An Introduction to Real Estate Investing Methods

Real estate can be seen as a game. There are certain players that meet in order to make deals and certain “moves”. There are contracts, City and government regulations to serve as the “rules of the game” which prevent players from “cheating”. In this game, if you’re caught cheating, you really lose the game and can end up paying very hefty fines and even end up in jail if the rule that was broken created enough damage. On the other hand, real estate can provide a very lucrative business and a lot of success if done correctly.
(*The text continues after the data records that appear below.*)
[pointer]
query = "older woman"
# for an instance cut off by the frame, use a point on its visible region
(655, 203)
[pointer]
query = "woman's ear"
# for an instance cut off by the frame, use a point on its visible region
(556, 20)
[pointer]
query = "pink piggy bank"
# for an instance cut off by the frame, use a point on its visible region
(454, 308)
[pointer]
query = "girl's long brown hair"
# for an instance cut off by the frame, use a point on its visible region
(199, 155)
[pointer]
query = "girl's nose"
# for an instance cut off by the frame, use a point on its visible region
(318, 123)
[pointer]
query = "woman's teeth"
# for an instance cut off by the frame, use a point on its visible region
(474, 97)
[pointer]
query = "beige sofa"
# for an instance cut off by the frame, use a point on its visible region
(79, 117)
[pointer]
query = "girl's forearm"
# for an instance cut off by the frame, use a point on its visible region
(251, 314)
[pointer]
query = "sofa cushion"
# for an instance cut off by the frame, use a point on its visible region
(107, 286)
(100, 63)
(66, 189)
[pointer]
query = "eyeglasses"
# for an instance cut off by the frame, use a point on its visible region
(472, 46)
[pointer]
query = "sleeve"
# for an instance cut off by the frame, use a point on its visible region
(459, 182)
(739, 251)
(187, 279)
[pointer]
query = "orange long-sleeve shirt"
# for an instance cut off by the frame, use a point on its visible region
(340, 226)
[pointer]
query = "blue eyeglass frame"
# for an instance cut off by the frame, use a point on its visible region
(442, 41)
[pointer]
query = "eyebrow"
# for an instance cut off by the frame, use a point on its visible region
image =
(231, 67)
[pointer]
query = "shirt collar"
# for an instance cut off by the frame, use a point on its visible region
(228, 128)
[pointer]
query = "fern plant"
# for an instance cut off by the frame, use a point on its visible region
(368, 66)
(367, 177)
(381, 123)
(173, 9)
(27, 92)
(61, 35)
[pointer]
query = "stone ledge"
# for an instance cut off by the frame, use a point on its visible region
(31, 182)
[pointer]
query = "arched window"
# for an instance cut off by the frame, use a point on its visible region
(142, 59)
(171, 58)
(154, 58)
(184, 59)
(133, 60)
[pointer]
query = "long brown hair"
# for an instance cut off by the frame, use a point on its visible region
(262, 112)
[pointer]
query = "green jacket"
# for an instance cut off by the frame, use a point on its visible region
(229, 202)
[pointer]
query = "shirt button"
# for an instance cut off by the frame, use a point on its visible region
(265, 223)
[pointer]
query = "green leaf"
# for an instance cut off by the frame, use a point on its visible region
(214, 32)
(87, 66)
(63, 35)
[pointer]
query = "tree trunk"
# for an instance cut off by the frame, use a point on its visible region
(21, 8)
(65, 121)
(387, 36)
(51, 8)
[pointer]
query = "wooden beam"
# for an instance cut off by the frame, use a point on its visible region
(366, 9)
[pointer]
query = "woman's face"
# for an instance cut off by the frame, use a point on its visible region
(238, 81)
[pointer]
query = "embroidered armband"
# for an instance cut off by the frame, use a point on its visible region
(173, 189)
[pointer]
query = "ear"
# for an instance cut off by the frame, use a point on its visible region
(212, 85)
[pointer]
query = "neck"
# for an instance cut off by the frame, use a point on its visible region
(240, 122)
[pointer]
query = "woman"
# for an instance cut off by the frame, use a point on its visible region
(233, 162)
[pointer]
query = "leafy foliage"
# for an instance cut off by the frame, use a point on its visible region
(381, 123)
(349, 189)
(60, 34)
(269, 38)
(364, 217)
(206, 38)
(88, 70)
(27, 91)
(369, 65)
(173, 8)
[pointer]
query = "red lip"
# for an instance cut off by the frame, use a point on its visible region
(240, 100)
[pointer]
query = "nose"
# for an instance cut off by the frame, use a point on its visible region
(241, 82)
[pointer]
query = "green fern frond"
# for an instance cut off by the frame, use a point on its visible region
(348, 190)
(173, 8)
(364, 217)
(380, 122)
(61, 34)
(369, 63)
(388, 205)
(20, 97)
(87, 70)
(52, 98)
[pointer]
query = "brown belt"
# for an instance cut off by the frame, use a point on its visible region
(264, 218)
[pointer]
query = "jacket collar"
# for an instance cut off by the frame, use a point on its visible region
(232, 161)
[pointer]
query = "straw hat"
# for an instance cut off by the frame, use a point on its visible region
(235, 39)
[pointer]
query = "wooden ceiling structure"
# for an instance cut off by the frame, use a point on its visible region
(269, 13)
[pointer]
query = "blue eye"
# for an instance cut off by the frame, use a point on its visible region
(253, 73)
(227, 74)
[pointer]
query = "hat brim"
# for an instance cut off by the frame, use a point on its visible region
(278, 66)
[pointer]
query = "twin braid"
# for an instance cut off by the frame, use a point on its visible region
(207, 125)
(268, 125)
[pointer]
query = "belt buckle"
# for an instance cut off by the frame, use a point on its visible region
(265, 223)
In this article, we will discuss five different ways to invest in real estate and how you can even create your own company like Magnolia Realty.

Real Estate Investing Methods

The common misconception among the majority of the U.S. population is that purchasing a home to live in is an “investment”. By definition, an investment is, “the action or process of investing money for profit or material result.” If we go strictly by definition, then your home would be an investment, but really it is a huge debt instrument that has you stuck with it for fifteen to thirty years. Your mind is set on working as hard as you can and spending less money on yourself so that you can pay your mortgage and not get foreclosed on. On top of that, if you wanted to move, you would either have to sell the house, or continue the monthly mortgage payments. So, let’s talk about actual real estate investments:

  • Commercial Real Estate
  • Real Estate Investment Trusts
  • Fixing and Flipping
  • Single Family Rentals
  • Mobile Home Parks

In our opinion, apartment buildings are the best investment for a few reasons. The first one being that the tenants living in the apartment complex pay the mortgage down for you, if you know how to do it correctly. Next, the bank will give a mortgage loan to an apartment building before they give a mortgage to a single-family residence because the apartment building creates income and has more people to rely on. The third reason is because bigger apartment buildings have a better chance of not being vacant. If you have one rental property with one tenant and that tenant leaves, you’re 100% vacant, but if you have one hundred apartment units and ten people leave, you would still be 90% occupied.

In conclusion, in this article we were able to list a few of the possible real estate investments you can make. People often stop the pursuit of their dreams in real estate because they believe they have to have all the money themselves, but people partner up all the time to purchase larger deals which will provide better returns. If you take the time to learn and find enough people to purchase a large property, we recommend you buy a large apartment unit complex of 16 units or more.